Unrestricted gift will direct resources to the college’s greatest needs

June 12, 2020
Contact: Brian Consiglio, 573-882-9144,
consigliob@missouri.edu

MU alumnus Reuben Merideth has pledged a $1 million contribution to the MU College of Veterinary Medicine. The gift, designated for the Dean’s Fund for Excellence, will allow the college to direct financial resources to meet any of the college’s needs.

This is a photo of Reuben Merideth and a horse.

MU alumnus Reuben Merideth has pledged a $1 million contribution to the MU College of Veterinary Medicine.

“Dr. Merideth is not only a respected leader in his profession of animal ophthalmology, but also a special friend here at Mizzou and in this college,” said Carolyn Henry, dean of the MU College of Veterinary Medicine. “He continues to be invested in the education that our students receive and although he is known worldwide for his expertise in ophthalmology, he has never forgotten his Missouri roots and his alma mater.”

Merideth earned a bachelor’s degree in business administration in 1970 and a doctoral degree in veterinary medicine in 1978, both from MU. Merideth was a National Institutes of Health Fellow in comparative ophthalmology at the University of Florida before founding Eye Care for Animals, the world’s largest veterinary ophthalmology organization, in 1981.

“Dr. Merideth’s gift of unrestricted support will help Mizzou achieve excellence by allowing the College of Veterinary Medicine to respond immediately to its most critical needs,” said Mun Y. Choi, UM System president and interim MU chancellor. “We want to thank Dr. Merideth for his incredible generosity and we are inspired by his leadership.”

Merideth is the author of more than 30 scientific articles and a contributing author of five veterinary textbooks. His clinical interests include glaucoma, a condition where a buildup of pressure in the eye causes damage to the optic nerve, and cataracts, which are cloudy areas in the lens of the eye causing blurry vision.

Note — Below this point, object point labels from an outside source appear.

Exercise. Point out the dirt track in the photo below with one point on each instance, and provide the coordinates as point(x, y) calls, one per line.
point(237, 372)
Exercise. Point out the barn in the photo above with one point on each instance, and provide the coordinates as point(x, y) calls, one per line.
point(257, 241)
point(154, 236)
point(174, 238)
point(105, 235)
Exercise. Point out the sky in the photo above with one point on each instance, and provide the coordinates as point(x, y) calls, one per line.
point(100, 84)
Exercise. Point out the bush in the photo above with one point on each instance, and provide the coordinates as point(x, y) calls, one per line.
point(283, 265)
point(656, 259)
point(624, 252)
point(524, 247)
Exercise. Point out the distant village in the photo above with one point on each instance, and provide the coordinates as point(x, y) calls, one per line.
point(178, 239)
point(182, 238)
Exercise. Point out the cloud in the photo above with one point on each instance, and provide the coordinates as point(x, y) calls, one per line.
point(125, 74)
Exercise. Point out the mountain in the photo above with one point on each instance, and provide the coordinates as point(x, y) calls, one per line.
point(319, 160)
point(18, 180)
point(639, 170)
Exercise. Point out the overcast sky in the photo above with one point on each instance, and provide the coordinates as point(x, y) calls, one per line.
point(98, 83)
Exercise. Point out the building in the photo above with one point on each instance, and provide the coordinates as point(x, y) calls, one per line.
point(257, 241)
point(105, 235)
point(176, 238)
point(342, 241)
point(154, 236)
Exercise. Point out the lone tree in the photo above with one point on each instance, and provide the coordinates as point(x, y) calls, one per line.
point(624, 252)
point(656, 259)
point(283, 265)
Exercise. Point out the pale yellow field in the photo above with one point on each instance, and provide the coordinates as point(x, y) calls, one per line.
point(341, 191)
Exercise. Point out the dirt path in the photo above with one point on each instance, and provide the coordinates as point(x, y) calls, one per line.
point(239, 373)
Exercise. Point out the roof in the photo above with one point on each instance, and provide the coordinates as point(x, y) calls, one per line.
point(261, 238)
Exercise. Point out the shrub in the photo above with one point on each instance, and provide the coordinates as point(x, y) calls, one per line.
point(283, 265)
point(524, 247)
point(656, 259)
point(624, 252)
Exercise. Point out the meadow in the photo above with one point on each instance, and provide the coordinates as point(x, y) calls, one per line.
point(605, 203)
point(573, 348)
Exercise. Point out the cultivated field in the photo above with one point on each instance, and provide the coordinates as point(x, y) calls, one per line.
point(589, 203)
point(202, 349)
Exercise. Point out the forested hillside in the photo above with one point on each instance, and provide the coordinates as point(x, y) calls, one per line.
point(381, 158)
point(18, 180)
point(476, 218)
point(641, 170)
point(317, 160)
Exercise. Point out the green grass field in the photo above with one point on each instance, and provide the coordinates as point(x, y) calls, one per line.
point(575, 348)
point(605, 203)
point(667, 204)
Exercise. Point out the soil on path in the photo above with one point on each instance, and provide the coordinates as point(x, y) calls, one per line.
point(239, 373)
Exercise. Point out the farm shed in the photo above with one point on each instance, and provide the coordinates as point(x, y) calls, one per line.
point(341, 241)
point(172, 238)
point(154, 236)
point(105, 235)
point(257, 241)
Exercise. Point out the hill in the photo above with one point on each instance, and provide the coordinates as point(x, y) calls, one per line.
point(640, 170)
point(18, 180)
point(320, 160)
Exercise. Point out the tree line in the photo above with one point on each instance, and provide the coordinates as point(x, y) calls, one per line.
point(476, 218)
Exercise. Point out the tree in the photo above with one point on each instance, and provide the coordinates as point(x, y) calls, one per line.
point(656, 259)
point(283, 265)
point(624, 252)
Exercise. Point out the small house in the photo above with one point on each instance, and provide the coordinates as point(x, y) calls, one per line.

A former president of the Arizona Veterinary Medical Association Counsel, Merideth is board certified by the American College of Veterinary Ophthalmologists, the highest medical designation for veterinarians.

“I could not list all the people at Mizzou who showed great acts of kindness in my education, as my classmates, professors and the staff were all an integral part of my training to become a veterinarian,” Merideth said. “Nothing makes me prouder than to say I am a graduate of the MU College of Veterinary Medicine, which is training the next generation of veterinarians to provide services to livestock and pet owners throughout the state. This gift illustrates my confidence in the college as it has adapted to keep students, faculty, staff and clients safe while advancing its mission during the pandemic.”